The United States purchased the Alaska territory from Russia in 1867 (the event is known as "Seward's Folly"). The Port of Kodiak became a commercial fishing center, and canneries grew up on the island. Unfortunately, the worldwide farm-raised salmon industry forced many of these canneries to close by the early 1900s.
During the Theodore Roosevelt administration, the Kodiak National Wildlife Refuge was created when animals like Sitka deer, mountain goats, muskrats, beavers, rabbits, and squirrels were introduced to the island.

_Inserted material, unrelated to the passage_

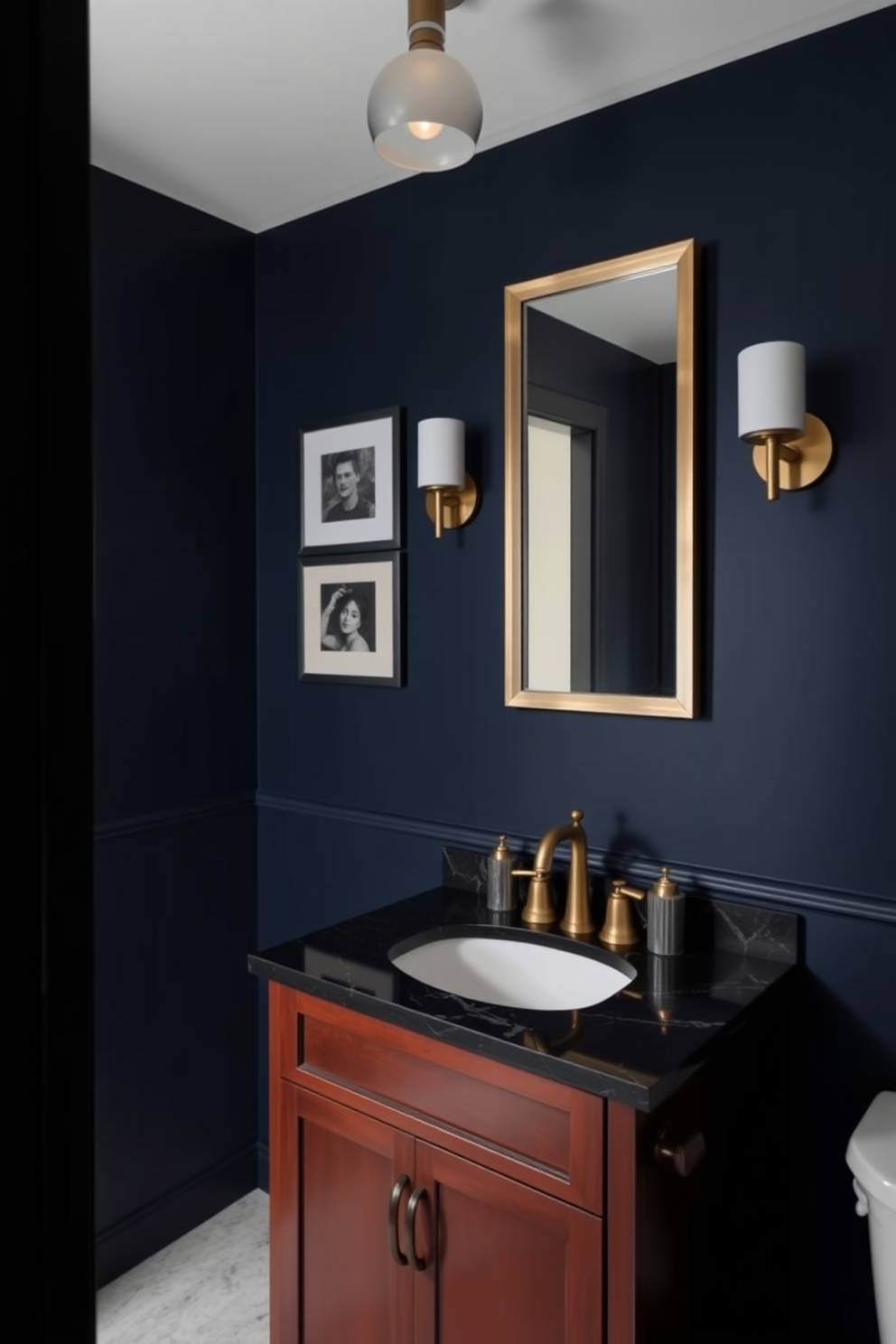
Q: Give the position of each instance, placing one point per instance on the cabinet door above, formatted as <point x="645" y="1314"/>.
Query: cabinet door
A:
<point x="332" y="1270"/>
<point x="502" y="1261"/>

The Port of Kodiak was incorporated in 1941. At that time, the United States expected Japanese attacks and turned the Port of Kodiak into a fortress. Fort Abercrombie was built in the Port of Kodiak, and the US military constructed roads, an airport, bunkers, and gun emplacements that contributed to improving the physical infrastructure of the island. The Port of Kodiak was an important staging area for the United States during World War II, and the city's population grew to over 25 thousand during that period. The Port of Kodiak gained a submarine base, an air station, and an army outpost. When the Japanese captured Kiska and Attu islands in the far western Aleutian chain, American and Canadian forces turned the Japanese back before they could reach the Port of Kodiak.
After the war, the Port of Kodiak's fishing industry grew rapidly. Alaska became a state in 1959, bringing additional government aid to the Port of Kodiak in the form of housing, education, and transportation. The Port of Kodiak continued to grow as a commercial fishing center, and new fish processing factories appeared on the island.
In March 1964, the Great Alaska Earthquake brought a tsunami to the Port of Kodiak, and waves over nine meters high swept through the city, killing 15 people and causing millions of dollars worth of damage. The same tsunami destroyed the native villages of Old Harbor and Kaguyak as well as the Alaskan King Crab Company and much of the Port of Kodiak's fishing fleet.
The modern Port of Kodiak is a year-round commercial fishing center, and the fishing industry is the island's economic base. One of the United States' top three fishing ports, the Port of Kodiak is home to over 700 fishing vessels. The former Naval Air Station in the Port of Kodiak now serves as the largest Coast Guard Station in the United States. It also supports the fishing fleet, freighter traffic, and recreational boating in the Northern Pacific region.
In addition to the Port of Kodiak's vigorous fishing industry, there are several fisheries-related research facilities in the city. The Fishery Industrial Technology Center (FITC), a unit of the University of Alaska Fairbanks School of Fisheries and Ocean Sciences, operates a graduate program and conducts training in fisheries and food science. The center also conducts research to support fish-harvesting technologies, seafood science, and fish processing technology.
The Kodiak Fisheries Research Center (KFRC) is a top-notch research facility run by the National Oceanic and Atmospheric Administration is open to federal and state researchers. The KFRC is dedicated to preserving, enhancing, and managing the marine ecosystems and resources of the North Pacific. The National Marine Fisheries Service, the State of Alaska Department of Fish and Game, and the University of Alaska operate labs and offices in this facility.